How do you lose the remains of an honorably buried soldier? It’s not easy.
Last night I posted about Private Major Banks who, along with thousands of other soldiers, received a contaminated yellow fever vaccine in March 1942. In June Private Banks contracted serum hepatitis and at the end of June he passed away in the Valdez Hospital. To get the town to allow him to bury the soldier, Captain Parsons of the regiment convinced them to create a ‘negro’ section in their cemetery. Parsons laid the young soldier to rest with full military honors.
The fate of Private Major Banks.
A few days later, Parsons moved inland to take command of Company F and, with the rest of the regiment, worked far away from Valdez. In 1945, troubled by having a soldier’s remains in the civilian cemetery, an army official had him dug up and reburied in the post cemetery at Fort Richardson.
Private Banks’ mother got in touch and asked that her sons remains be shipped to her in Virginia so she could bury him near home. And in 1948 the Army honored her wish. Finally, truly “laid to rest”, Private Banks remains, as far as we know, have been undisturbed.
Fast forward to the 1990’s. Captain Parsons who finished the Highway Project with the 97th then moved on to the Canol Pipeline project and then moved on to other postings and duties had settled as Colonel Parsons, the ROTC Tactical Officer at his alma mater, Texas A&M. From that job he had retired.

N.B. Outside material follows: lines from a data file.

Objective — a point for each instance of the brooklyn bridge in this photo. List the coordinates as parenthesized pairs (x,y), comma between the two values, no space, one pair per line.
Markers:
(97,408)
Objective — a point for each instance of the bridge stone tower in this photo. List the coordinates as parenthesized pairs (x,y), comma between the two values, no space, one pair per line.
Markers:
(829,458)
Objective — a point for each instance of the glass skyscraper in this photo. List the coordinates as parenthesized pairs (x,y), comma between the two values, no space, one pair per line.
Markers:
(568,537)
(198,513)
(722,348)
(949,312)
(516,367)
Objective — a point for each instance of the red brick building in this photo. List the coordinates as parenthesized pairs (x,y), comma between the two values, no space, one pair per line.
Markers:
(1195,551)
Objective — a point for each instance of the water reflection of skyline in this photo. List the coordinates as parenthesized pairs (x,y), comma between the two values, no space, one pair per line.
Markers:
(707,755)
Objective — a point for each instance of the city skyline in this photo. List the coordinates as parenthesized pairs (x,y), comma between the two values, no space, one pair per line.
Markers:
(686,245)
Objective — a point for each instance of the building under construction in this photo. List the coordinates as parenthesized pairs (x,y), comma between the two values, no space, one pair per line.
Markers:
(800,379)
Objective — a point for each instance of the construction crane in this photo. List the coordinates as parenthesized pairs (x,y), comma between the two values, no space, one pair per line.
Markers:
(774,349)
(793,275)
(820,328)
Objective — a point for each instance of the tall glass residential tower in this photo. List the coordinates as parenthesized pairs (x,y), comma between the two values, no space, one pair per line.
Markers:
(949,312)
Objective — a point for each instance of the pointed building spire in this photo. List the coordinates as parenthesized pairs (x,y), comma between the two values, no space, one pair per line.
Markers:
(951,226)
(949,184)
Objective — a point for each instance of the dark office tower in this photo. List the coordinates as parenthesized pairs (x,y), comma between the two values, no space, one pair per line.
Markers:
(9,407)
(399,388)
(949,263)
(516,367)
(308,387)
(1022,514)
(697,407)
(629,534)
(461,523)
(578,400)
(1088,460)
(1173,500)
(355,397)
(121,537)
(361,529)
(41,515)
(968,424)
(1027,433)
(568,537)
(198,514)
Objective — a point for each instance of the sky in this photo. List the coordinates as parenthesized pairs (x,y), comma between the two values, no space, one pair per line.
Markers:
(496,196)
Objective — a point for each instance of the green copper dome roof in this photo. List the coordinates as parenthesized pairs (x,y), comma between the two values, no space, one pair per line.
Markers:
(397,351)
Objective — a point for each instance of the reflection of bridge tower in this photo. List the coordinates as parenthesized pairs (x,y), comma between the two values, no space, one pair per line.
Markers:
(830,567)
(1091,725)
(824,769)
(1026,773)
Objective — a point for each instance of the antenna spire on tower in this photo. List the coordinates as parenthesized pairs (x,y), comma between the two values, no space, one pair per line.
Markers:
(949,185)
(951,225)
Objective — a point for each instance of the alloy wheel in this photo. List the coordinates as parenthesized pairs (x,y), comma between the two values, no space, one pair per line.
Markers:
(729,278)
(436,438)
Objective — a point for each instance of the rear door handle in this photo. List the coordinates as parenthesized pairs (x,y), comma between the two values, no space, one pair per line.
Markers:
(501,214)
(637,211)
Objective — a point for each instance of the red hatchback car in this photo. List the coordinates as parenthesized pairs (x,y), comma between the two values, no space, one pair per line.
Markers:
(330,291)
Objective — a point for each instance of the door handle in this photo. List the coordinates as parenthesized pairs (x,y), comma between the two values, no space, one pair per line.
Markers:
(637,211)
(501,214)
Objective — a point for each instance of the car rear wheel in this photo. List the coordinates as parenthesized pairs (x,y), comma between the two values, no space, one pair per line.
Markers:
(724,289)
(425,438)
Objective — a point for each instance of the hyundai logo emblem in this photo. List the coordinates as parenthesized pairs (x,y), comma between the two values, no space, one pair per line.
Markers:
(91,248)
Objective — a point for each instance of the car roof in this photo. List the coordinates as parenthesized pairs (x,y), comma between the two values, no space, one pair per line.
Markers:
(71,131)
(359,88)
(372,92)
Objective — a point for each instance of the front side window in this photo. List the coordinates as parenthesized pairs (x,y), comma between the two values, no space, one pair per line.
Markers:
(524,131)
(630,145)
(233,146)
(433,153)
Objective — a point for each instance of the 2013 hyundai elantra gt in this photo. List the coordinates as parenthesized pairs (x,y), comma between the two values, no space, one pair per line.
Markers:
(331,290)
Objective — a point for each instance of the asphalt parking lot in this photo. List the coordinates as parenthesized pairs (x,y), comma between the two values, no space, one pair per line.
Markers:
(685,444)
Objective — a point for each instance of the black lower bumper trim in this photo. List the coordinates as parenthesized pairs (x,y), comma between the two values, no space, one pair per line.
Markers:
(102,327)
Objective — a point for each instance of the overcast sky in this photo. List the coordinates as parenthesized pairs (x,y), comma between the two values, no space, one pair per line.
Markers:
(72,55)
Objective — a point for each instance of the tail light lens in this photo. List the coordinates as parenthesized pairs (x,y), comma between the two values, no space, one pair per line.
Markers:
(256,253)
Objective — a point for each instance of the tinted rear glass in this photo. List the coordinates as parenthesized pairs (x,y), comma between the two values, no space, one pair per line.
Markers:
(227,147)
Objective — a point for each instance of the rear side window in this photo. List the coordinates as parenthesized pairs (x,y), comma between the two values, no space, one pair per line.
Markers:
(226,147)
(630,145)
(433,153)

An honorable man to his very core, Parsons remembers that young black man back in 1942. Did his grave ever get an appropriate marker? As far as he knows the remains remain where he left them. He pens a letter to the town council of Valdez to inquire and to offer to arrange for a headstone from the VA if necessary.
Parsons not only didn’t know the Army had moved the private twice, but also he didn’t know that a monumental tidal wave had literally wiped the town of Valdez from the face of the planet in 1964. The citizens had left the ruins behind and rebuilt their town on more stable ground a few miles away.
If Valdezians in the early 1940’s had to create a special ‘negro’ section on a bit of ground across a creek from the main cemetery to bury a black man, attitudes had changed a lot by the 1990’s. The Valdezians who received Parsons’ letter had no idea the cemetery at the old town site even had a ‘negro’ section. The letter set in motion years of fruitless attempts to identify the section and to locate the remains so they could properly memorialize the deceased soldier.
In 2017 Christine and I visited Valdez. Our book, We Fought the Road, had been released early in Canada and Alaska and through the summer we travelled through the north country on a publicity tour. Folks attending our appearance at the Valdez museum told us about the tidal wave and one gentleman offered to show us how to find the old Valdez the next morning.
We walked through the cemetery and he told us the story of the letter and the soldier and the town’s attempts to find the grave. He took us across the little creek to where they thought the ‘negro’ section might have been.

He knew nothing of the story, of course, except what they had read in Parsons’ letter—knew nothing of contaminated vaccine or serum hepatitis. Christine, the intrepid researcher on our writing team, promised to dig into the archives and find out what she could. Back in the lower 48 that fall, she did so and her research yielded the rest of the story.
Private Banks rests in peace. Honorable man, Walter Parsons, does the same. And Valdez is off the hook.